Micro-CT scanning of ‘Little Foot’ skull reveals new aspects of the life of this more than 3-million year-old-human ancestor
Credit: Amélie Beaudet/Wits University
High-resolution micro-CT scanning of the skull of the fossil specimen known as “Little Foot” has revealed some aspects of how this Australopithecus species used to live more than 3 million years ago.
The meticulous excavation, cleaning and scanning of the skull of the ~3.67 million-year-old fossil specimen has revealed the most complete Australopithecus adult first cervical vertebra yet found. A description of the vertebra by Wits University researchers Dr Amélie Beaudet and the Sterkfontein team was published in the Scientific Reports. This research program is supported by the the Centre of Excellence in Palaeosciences, Scientific Palaeontological Trust, National Research Foundation, University of the Witwatersrand and the French National Centre for Scientific Research through the French Institute of South Africa.

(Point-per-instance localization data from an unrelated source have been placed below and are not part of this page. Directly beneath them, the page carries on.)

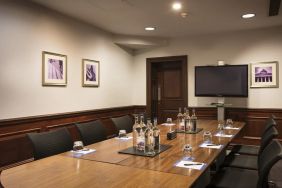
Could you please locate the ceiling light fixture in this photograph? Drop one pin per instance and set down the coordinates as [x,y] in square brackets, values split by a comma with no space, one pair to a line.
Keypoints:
[183,14]
[248,15]
[176,6]
[150,28]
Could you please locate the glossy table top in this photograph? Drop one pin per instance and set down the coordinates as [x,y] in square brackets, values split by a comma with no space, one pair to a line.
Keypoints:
[107,168]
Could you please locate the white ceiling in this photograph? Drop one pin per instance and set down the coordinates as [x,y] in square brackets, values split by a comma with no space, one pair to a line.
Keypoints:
[129,17]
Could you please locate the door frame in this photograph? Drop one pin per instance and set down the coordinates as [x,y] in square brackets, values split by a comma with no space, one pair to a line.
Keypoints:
[150,62]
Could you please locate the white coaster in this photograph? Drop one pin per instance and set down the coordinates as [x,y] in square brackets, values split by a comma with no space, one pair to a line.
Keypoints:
[224,135]
[209,145]
[124,138]
[83,151]
[231,128]
[190,164]
[168,124]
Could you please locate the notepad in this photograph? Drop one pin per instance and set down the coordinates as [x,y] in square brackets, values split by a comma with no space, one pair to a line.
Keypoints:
[83,151]
[124,138]
[224,135]
[232,128]
[168,124]
[190,165]
[209,145]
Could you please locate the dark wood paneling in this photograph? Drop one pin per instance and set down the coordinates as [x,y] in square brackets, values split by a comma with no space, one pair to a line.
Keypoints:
[255,122]
[15,147]
[254,118]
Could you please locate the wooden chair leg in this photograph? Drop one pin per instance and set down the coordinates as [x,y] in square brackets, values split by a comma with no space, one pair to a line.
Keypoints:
[1,186]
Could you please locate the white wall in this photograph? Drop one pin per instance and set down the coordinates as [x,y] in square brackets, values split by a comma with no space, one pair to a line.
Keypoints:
[25,31]
[242,47]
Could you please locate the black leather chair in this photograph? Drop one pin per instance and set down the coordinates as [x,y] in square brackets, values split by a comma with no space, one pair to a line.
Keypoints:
[91,132]
[243,178]
[50,143]
[250,161]
[123,123]
[253,150]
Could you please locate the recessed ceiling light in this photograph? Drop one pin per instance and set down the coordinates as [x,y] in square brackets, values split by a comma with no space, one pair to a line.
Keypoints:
[248,15]
[176,6]
[150,28]
[183,14]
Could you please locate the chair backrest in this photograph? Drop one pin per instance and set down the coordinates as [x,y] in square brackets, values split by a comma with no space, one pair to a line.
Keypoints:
[50,143]
[144,114]
[123,123]
[270,122]
[91,132]
[271,155]
[270,134]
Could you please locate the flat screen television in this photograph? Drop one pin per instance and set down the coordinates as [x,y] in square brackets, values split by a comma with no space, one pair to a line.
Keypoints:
[221,81]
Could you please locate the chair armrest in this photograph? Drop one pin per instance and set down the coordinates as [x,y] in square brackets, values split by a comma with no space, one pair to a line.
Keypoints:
[271,184]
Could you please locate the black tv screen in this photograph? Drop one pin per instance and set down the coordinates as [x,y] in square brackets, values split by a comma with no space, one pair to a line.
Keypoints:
[221,81]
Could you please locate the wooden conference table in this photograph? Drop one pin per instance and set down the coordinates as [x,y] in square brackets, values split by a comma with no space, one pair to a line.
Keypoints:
[107,168]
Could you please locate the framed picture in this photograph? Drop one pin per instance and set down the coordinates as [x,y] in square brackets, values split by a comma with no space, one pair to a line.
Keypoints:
[264,74]
[90,73]
[54,69]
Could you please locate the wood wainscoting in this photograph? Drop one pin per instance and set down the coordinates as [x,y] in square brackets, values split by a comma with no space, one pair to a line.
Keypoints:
[254,118]
[15,147]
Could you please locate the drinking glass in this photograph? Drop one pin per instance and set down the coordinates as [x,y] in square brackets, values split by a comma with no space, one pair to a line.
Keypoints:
[187,152]
[229,123]
[207,137]
[122,133]
[220,127]
[169,123]
[77,145]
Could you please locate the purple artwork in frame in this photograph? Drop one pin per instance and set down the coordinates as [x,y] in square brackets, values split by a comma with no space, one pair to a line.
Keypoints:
[54,69]
[264,75]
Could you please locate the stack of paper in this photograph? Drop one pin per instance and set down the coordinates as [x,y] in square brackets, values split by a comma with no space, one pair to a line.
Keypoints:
[191,165]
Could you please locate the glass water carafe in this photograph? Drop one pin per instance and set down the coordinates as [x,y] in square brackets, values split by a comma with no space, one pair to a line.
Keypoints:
[149,139]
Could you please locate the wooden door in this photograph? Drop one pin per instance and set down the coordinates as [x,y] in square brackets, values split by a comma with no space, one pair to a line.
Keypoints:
[166,86]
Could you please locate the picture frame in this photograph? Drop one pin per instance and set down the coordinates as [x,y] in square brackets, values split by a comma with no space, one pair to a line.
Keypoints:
[54,69]
[264,75]
[90,73]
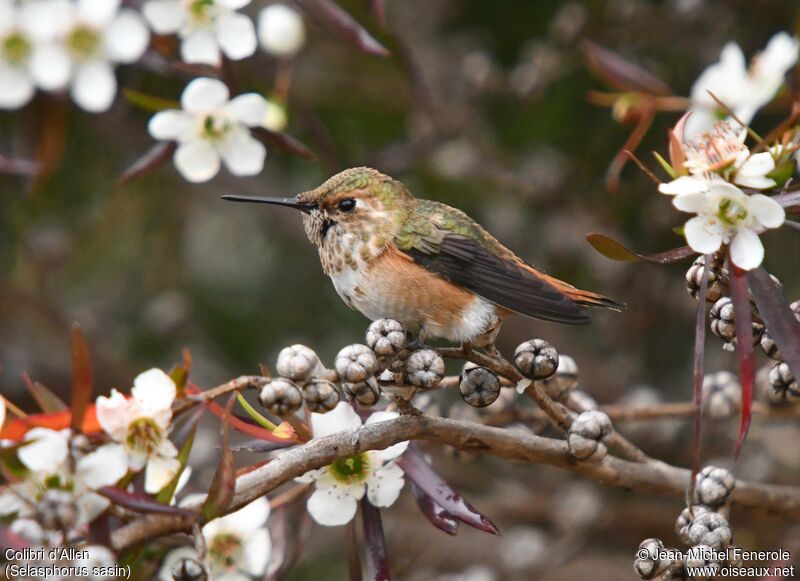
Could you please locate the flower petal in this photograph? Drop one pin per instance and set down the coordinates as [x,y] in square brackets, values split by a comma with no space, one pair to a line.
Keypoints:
[766,210]
[200,47]
[47,450]
[242,153]
[103,467]
[332,506]
[747,252]
[385,485]
[236,35]
[164,16]
[16,88]
[94,86]
[690,202]
[154,391]
[126,38]
[340,418]
[171,125]
[50,66]
[114,414]
[97,13]
[160,471]
[203,95]
[197,161]
[256,553]
[250,109]
[702,235]
[684,185]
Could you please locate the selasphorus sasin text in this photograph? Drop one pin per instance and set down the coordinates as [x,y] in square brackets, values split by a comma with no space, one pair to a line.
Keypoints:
[423,263]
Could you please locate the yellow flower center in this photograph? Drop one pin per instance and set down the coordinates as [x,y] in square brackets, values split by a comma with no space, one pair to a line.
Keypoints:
[144,435]
[15,48]
[353,468]
[83,42]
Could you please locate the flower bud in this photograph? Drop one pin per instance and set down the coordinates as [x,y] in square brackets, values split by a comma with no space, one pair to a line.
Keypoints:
[425,368]
[281,397]
[783,385]
[320,396]
[587,435]
[356,363]
[297,363]
[536,359]
[710,528]
[713,486]
[364,393]
[722,394]
[479,386]
[685,519]
[188,569]
[386,337]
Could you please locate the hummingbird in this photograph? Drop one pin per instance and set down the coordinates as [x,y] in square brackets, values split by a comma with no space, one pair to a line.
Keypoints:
[423,263]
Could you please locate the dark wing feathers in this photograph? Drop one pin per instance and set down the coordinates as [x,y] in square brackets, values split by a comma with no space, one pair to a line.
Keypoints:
[463,261]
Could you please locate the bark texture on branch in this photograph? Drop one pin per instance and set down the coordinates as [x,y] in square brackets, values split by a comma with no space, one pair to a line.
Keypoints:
[656,478]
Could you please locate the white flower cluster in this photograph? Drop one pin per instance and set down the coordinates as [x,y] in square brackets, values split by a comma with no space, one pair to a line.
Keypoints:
[55,45]
[716,166]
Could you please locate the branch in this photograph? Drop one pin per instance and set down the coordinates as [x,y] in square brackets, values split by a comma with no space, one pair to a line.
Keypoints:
[656,478]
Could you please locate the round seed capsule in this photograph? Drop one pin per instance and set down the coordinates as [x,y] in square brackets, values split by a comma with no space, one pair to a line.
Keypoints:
[386,337]
[320,396]
[536,359]
[479,386]
[281,397]
[356,363]
[425,368]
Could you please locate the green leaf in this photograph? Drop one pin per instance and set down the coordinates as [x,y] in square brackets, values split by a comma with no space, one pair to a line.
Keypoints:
[257,417]
[665,165]
[224,482]
[165,495]
[149,102]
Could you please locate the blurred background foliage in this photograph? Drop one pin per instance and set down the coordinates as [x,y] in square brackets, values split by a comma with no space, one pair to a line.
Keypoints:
[482,106]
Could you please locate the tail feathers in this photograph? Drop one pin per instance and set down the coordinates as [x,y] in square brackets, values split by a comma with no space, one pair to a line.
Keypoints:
[582,297]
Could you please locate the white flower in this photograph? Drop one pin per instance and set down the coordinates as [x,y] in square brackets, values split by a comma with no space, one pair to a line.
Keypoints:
[744,91]
[211,127]
[89,38]
[280,30]
[239,545]
[724,214]
[205,27]
[141,424]
[339,486]
[46,456]
[723,152]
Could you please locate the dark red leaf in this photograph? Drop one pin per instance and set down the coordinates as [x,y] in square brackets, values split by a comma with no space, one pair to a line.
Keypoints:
[156,156]
[620,73]
[783,327]
[699,356]
[437,516]
[285,142]
[421,473]
[615,250]
[744,347]
[224,482]
[377,565]
[328,14]
[82,381]
[47,401]
[141,502]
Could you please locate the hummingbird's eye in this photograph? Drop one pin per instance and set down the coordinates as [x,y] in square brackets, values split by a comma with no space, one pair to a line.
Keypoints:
[347,205]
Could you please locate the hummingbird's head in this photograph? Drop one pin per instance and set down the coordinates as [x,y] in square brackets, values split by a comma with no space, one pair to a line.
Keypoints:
[356,206]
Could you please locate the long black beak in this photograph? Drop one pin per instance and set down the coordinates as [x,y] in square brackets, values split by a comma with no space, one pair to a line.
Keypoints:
[287,202]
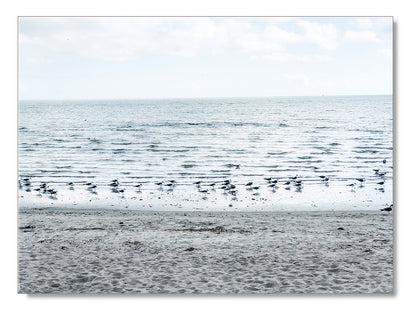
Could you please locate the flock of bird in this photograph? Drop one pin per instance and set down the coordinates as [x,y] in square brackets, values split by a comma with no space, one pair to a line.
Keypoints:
[228,187]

The first cervical vertebra (or atlas) plays a crucial role in vertebrate biology. Besides acting as the connection between the head and the neck, the atlas also plays a role in how blood is supplied to the brain via the vertebral arteries.

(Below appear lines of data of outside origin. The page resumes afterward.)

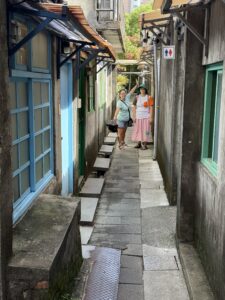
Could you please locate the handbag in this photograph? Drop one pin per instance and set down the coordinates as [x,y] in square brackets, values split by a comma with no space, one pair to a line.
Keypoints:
[112,126]
[130,122]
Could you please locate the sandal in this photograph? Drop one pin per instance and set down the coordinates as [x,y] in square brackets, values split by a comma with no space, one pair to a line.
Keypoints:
[143,147]
[137,146]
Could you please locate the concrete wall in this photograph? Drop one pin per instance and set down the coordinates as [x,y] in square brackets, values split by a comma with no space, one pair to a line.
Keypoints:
[200,196]
[171,105]
[210,205]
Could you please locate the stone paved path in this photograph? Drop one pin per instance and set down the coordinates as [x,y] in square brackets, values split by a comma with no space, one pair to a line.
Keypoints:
[134,216]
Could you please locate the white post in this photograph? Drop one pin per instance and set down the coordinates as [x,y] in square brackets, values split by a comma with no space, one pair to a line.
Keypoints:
[156,102]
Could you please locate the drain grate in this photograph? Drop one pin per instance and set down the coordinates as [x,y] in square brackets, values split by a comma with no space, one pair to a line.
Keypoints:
[103,281]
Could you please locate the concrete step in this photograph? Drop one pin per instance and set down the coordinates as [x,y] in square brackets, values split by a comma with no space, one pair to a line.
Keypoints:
[85,233]
[45,243]
[92,187]
[88,209]
[109,140]
[113,134]
[102,164]
[106,150]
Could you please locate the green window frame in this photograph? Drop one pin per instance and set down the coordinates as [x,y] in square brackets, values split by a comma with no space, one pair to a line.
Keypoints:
[102,87]
[91,93]
[211,120]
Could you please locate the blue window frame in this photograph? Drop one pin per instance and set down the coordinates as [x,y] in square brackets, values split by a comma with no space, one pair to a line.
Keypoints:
[211,122]
[31,119]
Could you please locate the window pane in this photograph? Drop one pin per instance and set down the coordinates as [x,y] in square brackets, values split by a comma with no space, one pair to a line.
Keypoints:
[47,163]
[37,93]
[40,51]
[22,94]
[38,145]
[38,118]
[16,193]
[23,123]
[45,92]
[39,170]
[21,54]
[46,140]
[46,117]
[12,95]
[25,180]
[15,162]
[217,117]
[14,126]
[24,152]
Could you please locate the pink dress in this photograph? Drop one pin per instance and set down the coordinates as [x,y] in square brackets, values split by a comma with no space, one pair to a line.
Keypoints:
[141,129]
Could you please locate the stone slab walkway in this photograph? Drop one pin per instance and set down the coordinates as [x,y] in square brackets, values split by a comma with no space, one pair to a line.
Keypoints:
[134,216]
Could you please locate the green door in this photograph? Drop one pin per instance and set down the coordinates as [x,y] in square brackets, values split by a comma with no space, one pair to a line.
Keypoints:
[82,124]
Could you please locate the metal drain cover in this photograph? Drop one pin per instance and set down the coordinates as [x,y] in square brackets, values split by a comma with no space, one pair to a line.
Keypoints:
[103,281]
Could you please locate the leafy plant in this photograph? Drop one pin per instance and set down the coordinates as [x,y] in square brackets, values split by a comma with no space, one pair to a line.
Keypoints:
[132,40]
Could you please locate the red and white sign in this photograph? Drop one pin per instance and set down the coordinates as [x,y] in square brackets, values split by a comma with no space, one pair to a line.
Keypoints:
[169,52]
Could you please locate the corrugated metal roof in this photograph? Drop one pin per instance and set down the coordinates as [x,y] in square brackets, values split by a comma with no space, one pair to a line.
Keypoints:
[78,15]
[158,3]
[155,15]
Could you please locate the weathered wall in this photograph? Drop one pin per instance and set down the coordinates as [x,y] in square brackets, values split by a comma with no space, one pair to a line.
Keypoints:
[5,159]
[170,118]
[192,128]
[210,205]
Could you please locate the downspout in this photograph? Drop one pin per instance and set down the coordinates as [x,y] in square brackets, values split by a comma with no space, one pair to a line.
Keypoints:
[156,101]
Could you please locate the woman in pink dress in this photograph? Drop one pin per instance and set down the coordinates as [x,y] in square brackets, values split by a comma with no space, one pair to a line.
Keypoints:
[142,117]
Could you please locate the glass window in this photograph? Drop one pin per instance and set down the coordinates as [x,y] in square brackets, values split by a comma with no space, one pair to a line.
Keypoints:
[22,94]
[25,182]
[37,93]
[12,95]
[22,120]
[91,93]
[30,112]
[39,170]
[211,123]
[16,189]
[22,53]
[40,51]
[24,152]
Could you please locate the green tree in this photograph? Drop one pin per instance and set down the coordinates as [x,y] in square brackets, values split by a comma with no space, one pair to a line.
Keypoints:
[132,40]
[122,81]
[132,19]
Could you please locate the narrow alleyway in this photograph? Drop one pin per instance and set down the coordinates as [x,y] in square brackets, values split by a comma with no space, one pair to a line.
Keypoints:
[134,216]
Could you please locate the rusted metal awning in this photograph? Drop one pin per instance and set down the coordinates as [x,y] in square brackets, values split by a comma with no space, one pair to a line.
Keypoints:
[84,27]
[156,22]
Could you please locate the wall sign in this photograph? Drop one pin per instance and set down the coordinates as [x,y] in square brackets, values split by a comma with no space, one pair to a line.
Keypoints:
[169,52]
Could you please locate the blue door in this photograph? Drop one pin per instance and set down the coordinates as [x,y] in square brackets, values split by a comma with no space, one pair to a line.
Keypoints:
[66,129]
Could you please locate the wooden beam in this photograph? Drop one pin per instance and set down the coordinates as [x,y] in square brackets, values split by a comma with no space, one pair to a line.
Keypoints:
[160,30]
[158,37]
[191,28]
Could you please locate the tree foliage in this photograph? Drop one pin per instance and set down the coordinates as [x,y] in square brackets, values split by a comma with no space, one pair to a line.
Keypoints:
[132,40]
[122,81]
[132,19]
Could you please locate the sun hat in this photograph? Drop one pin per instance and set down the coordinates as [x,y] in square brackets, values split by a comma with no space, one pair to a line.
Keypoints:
[142,86]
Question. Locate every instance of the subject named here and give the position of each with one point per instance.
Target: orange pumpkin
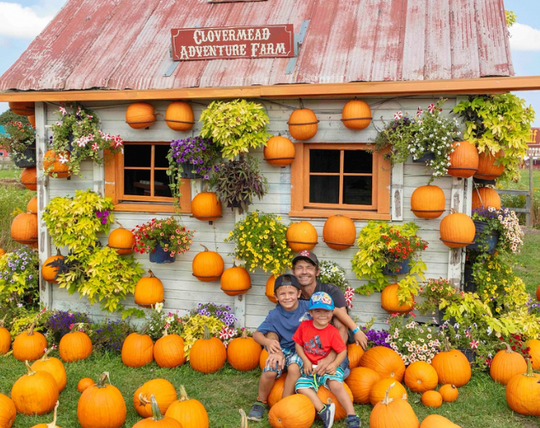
(301, 236)
(428, 202)
(356, 114)
(179, 116)
(140, 115)
(207, 265)
(279, 151)
(235, 280)
(303, 124)
(149, 291)
(339, 232)
(463, 160)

By comparing the atlas of “Little Foot” with other fossils from South and East Africa as well as living humans and chimpanzees, the Wits University team shows that Australopithecus was capable of head movements that differ from modern humans.
“The morphology of the first cervical vertebra, or atlas, reflects multiple aspects of an organism’s life,” says Beaudet, the lead author of the study. “In particular, the nearly complete atlas of ‘Little Foot’ has the potential to provide new insights into the evolution of head mobility and the arterial supply to the brain in the human lineage.”
The shape of the atlas determines the range of head motions while the size of the arteries passing through the vertebrae to the skull is useful for estimating blood flow supplying the brain.
“Our study shows that Australopithecus was capable of head movements that differ from us. This could be explained by the greater ability of Australopithecus to climb and move in the trees. However, a southern African Australopithecus specimen younger than ‘Little Foot’ (probably younger by about 1 million years) may have partially lost this capacity and spent more time on the ground, like us today.”
The overall dimensions and shape of the atlas of “Little Foot” are similar to living chimpanzees. More specifically, the ligament insertions (that could be inferred from the presence and configuration of bony tubercles) and the morphology of the facet joints linking the head and the neck all suggest that “Little Foot” was moving regularly in trees.
Because “Little Foot” is so well-preserved, blood flow supply to the brain could also be estimated for the first time, using evidence from the skull and vertebrae. These estimations demonstrate that blood flow, and thus the utilisation of glucose by the brain, was about three times lower than in living humans, and closer to the those of living chimpanzees.
“The low investment of energy into the brain of Australopithecus could be tentatively explained by a relatively small brain of the specimen (around 408cm3), a low quality diet (low proportion of animal products) or high costs of other aspects of the biology of Australopithecus (such as upright walking). In any case, this might suggest that the human brain’s vascular system emerged much later in our history.”